- Date: October 04, 2010
The four main candidates for president in the Brazilian elections have declared themselves opposed to key points in a controversial legislative proposal to reduce protection against forest loss. Opposition by the candidates was strongest against provisions which would grant an amnesty to major past acts of illegal deforestation. The candidates also admitted the need to develop a genuinely forest-based economy, reduce deforestation to zero, adopt appropriate new instruments and conduct research.
The candidates, Dilma Rousseff (Workers’ Party), José Serra (Social Democratic Party), Marina Silva (Green Party) and Plínio de Arruda Sampaio (Socialist Party), were responding to a questionnaire prepared by the SOS Florestas alliance which is made up of 12 environmental organizations, including WWF. This group felt the legislative proposal neglected scientific views.
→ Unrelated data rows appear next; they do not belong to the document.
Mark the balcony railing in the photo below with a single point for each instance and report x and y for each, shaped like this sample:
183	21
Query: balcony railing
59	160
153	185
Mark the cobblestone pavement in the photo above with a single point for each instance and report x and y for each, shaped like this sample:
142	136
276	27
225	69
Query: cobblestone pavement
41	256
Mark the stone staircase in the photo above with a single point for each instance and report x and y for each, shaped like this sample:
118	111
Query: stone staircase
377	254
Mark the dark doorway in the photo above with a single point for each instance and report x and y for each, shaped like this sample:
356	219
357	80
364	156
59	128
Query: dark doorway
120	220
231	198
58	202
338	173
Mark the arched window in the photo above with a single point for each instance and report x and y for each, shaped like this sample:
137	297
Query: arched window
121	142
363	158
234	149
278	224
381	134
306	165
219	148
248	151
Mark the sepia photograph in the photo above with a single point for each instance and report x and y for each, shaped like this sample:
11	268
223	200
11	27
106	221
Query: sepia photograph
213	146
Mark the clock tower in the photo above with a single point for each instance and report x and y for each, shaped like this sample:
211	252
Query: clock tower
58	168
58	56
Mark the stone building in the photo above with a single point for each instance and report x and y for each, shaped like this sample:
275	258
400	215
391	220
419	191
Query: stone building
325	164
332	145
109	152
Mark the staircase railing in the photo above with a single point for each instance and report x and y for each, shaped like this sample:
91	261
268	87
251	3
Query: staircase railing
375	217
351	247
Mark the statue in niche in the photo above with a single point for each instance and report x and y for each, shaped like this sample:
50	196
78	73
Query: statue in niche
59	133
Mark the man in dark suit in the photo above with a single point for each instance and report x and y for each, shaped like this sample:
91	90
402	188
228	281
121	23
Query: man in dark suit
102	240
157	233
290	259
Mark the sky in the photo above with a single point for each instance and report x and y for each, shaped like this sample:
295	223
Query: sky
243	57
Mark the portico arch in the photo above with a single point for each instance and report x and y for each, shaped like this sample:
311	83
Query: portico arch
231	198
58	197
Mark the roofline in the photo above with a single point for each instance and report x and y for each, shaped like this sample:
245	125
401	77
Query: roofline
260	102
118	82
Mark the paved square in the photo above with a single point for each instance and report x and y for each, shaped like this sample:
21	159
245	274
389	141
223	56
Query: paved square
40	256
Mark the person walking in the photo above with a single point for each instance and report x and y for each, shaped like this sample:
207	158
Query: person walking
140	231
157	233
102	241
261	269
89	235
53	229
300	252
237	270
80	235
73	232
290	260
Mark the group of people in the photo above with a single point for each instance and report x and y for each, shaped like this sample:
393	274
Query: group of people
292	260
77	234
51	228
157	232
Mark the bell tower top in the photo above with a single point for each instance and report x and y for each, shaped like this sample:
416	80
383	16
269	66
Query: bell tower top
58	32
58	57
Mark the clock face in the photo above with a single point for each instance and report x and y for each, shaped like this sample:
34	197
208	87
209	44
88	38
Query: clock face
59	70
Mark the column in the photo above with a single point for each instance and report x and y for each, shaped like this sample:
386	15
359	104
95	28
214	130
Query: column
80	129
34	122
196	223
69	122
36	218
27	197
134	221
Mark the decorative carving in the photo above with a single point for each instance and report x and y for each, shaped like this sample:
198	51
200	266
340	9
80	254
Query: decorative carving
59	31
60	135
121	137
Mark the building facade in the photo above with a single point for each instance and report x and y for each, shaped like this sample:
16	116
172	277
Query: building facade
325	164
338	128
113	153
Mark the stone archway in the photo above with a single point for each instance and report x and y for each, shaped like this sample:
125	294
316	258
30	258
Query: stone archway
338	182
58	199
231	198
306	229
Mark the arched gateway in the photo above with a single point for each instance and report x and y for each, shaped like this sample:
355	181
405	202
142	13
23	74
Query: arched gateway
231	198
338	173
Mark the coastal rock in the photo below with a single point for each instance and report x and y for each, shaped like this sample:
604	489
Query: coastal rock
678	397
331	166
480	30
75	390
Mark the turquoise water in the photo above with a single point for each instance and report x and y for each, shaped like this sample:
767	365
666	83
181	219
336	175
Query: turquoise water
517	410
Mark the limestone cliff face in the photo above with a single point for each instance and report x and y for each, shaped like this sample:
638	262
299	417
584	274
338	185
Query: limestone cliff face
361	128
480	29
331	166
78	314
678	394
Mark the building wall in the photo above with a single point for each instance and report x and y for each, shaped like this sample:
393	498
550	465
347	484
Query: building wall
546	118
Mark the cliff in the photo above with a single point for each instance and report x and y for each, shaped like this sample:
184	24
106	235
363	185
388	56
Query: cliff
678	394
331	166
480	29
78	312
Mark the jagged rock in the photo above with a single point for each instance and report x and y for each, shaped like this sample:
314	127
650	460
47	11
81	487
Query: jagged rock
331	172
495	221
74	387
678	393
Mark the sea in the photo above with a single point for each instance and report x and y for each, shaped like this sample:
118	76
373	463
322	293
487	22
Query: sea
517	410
All of the candidates recognized that catastrophic events like landslides and floods occurring in Brazil with considerable numbers of victims are directly related to removal of vegetation and irregular occupation of the land in fragile areas. In addition to adopting a stance against granting amnesty to those that have carried out illegal deforestation, candidates defended the need to bring back deforested areas and to standardize land tenure of all properties without alterations in the law.
The four presidential candidates stressed the need for more dialogue with society at large on the issue so that a legislative proposal that merely addresses the immediate interests of a given sector is not approved as it stands. The proposal will come before the chamber of deputies for analysis after the elections but no definite date has been decided for including the text on the parliamentary agenda.